Geh manchmal an unserem Haus vorbei,
denk an die Zeit, als wir noch alle da waren.
Mario Luzi
»Du hättest eigentlich gar nicht geboren werden dürfen.«
Das sagt mir Moma seit sechzehn Jahren. Moma ist meine Mutter, ich nenne sie so, seit ich denken kann. Einige Zeit nach der ersten Schwangerschaft war Moma an der Gebärmutter operiert worden, Kinder könne sie jetzt keine mehr bekommen, meinten die Ärzte und schrieben es ihr auch in den Entlassungsschein, damit sie sich keinen Illusionen hingab. Vielleicht hat sie mich deshalb so geliebt, weil ihr hoffnungsloser Wunsch zu Fleisch und Blut geworden war.
Nicht, dass Moma meine Schwester nicht liebhätte. Angelica muss man einfach liebhaben. Wenn wir uns zanken, dann nur deshalb, weil sie mir ständig sagt: Tu dies, tu das. Sie denkt, sie kann mich herumkommandieren, aber ich hab gelernt, selber zu kochen und meine Klamotten zu waschen. Und ich mache das, wenn es mir in den Kram passt.

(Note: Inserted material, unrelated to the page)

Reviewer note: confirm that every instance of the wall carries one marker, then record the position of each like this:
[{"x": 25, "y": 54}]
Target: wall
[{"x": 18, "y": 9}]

Angelica ist gut organisiert und alles andere als kleinlich. Sie drückt sich nie vor der Arbeit, im Gegenteil. Sie ist eine, die sich aufopfert. Mit Moma malte ich manchmal in der Küche – ihr großer Traum war schon seit je ein eigenes Zimmer voller Staffeleien und Leinwände – und einmal bat ich sie, unsere Familie als Tiere zu zeichnen: Moma als Pferd, Papa als Wolf, mich als Katze. Meine Schwester sollte sie als Esel darstellen, weil Angelica halt so ist, sie zieht den Karren, bis sie zusammenbricht. »Nimm dich in Acht vor denen, die sich klaglos schinden«, sagte Opa Mihai immer, »eines Tages sind sie es leid, und man sieht sie nie wieder.«
Früher mochte ich Angelica lieber, da waren wir fast immer ein Herz und eine Seele. Sie spielte, lachte, lief mit mir durch die Sonnenblumen … Und vor allem war sie einfach meine Schwester. Nachdem Moma weggegangen war, hat sie plötzlich angefangen, mich wie eine Erzieherin zu behandeln, und da ist mir irgendwann der Kragen geplatzt. »Nur weil du acht Jahre älter bist, oder was?«, habe ich sie angeschnauzt. Angelica hat nichts erwidert. Wenn sie wütend wird, verstummt sie einfach, steigt aufs Fahrrad und radelt durch die Felder, wie Moma: Sie verziehen sich lieber und machen sich woanders Luft, statt mit dir Klartext zu reden – und wenn du dich auf den Kopf stellst.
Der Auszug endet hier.